Deploying Spiders

这一节提供了若干种部署Scrapy爬虫的方法,以供日常使用。Running Scrapy spiders in your local machine is very convenient for the (early) development stage, but not so much when you need to execute long-running spiders or move spiders to run in production continuously. This is where the solutions for deploying Scrapy spiders come in.

Popular choices for deploying Scrapy spiders are:

部署到Scrapyd服务器

Scrapyd is an open source application to run Scrapy spiders. It provides a server with HTTP API, capable of running and monitoring Scrapy spiders.

To deploy spiders to Scrapyd, you can use the scrapyd-deploy tool provided by the scrapyd-client package. Please refer to the scrapyd-deploy documentation for more information.

Scrapyd is maintained by some of the Scrapy developers.

Deploying to Scrapy Cloud

Scrapy Cloud is a hosted, cloud-based service by Scrapinghub, the company behind Scrapy.
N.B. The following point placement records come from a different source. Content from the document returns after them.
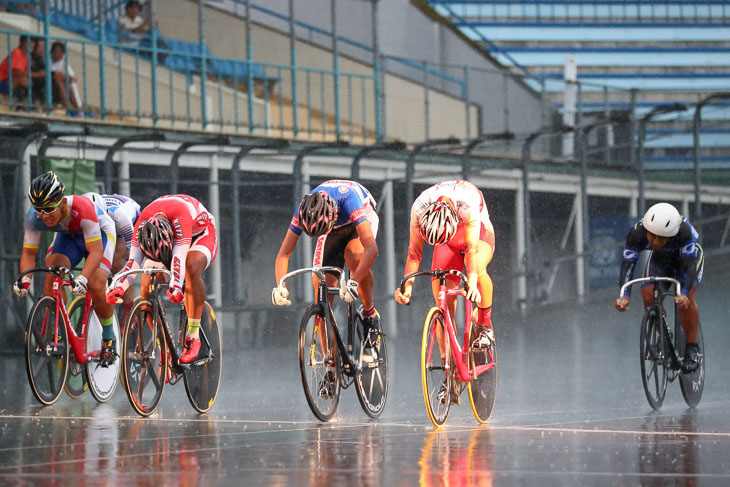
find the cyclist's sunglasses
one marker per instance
(47, 210)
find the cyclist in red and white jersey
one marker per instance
(82, 231)
(453, 217)
(340, 214)
(177, 231)
(124, 211)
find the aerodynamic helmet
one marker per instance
(438, 223)
(97, 199)
(662, 219)
(156, 239)
(317, 213)
(46, 190)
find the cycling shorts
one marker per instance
(206, 243)
(74, 247)
(329, 249)
(451, 254)
(664, 265)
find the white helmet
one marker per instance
(97, 199)
(438, 223)
(662, 219)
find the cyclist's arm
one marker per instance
(367, 239)
(471, 239)
(93, 260)
(281, 265)
(27, 258)
(31, 240)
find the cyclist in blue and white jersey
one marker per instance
(340, 214)
(124, 211)
(675, 252)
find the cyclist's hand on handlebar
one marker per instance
(405, 296)
(81, 287)
(279, 296)
(349, 293)
(176, 295)
(472, 293)
(622, 304)
(112, 296)
(20, 288)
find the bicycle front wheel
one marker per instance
(483, 387)
(693, 384)
(204, 375)
(371, 382)
(654, 357)
(436, 365)
(102, 380)
(46, 352)
(144, 358)
(319, 363)
(76, 383)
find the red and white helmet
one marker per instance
(156, 239)
(662, 219)
(438, 223)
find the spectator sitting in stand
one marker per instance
(135, 31)
(60, 68)
(38, 71)
(19, 75)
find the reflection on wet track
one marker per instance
(262, 433)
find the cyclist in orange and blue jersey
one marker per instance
(340, 214)
(675, 252)
(452, 216)
(82, 231)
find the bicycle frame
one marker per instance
(78, 342)
(460, 354)
(159, 310)
(350, 366)
(657, 306)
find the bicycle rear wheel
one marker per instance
(144, 359)
(102, 380)
(76, 383)
(203, 379)
(435, 370)
(653, 358)
(693, 384)
(46, 364)
(482, 388)
(319, 363)
(371, 382)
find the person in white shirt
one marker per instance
(60, 69)
(132, 27)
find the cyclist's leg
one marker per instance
(121, 255)
(485, 251)
(690, 317)
(202, 252)
(446, 257)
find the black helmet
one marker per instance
(156, 239)
(317, 213)
(46, 190)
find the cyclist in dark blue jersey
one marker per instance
(675, 252)
(340, 214)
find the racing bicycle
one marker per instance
(328, 364)
(447, 368)
(151, 352)
(662, 352)
(52, 336)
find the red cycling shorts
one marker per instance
(451, 255)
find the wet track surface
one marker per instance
(556, 422)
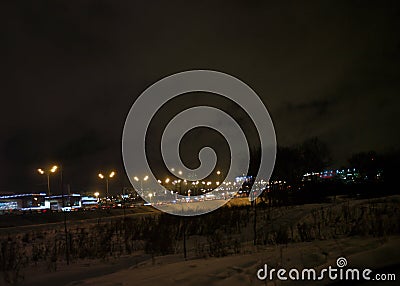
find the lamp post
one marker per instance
(111, 175)
(47, 173)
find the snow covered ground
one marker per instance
(379, 254)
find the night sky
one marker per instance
(72, 69)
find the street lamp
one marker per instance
(47, 173)
(111, 175)
(97, 194)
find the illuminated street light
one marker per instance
(47, 173)
(97, 194)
Scrapy Cloud removes the need to setup and monitor servers and provides a nice UI to manage spiders and review scraped items, logs and stats.

To deploy spiders to Scrapy Cloud you can use the shub command line tool. Please refer to the Scrapy Cloud documentation for more information.

Scrapy Cloud is compatible with Scrapyd and one can switch between them as needed - the configuration is read from the scrapy.cfg file just like scrapyd-deploy.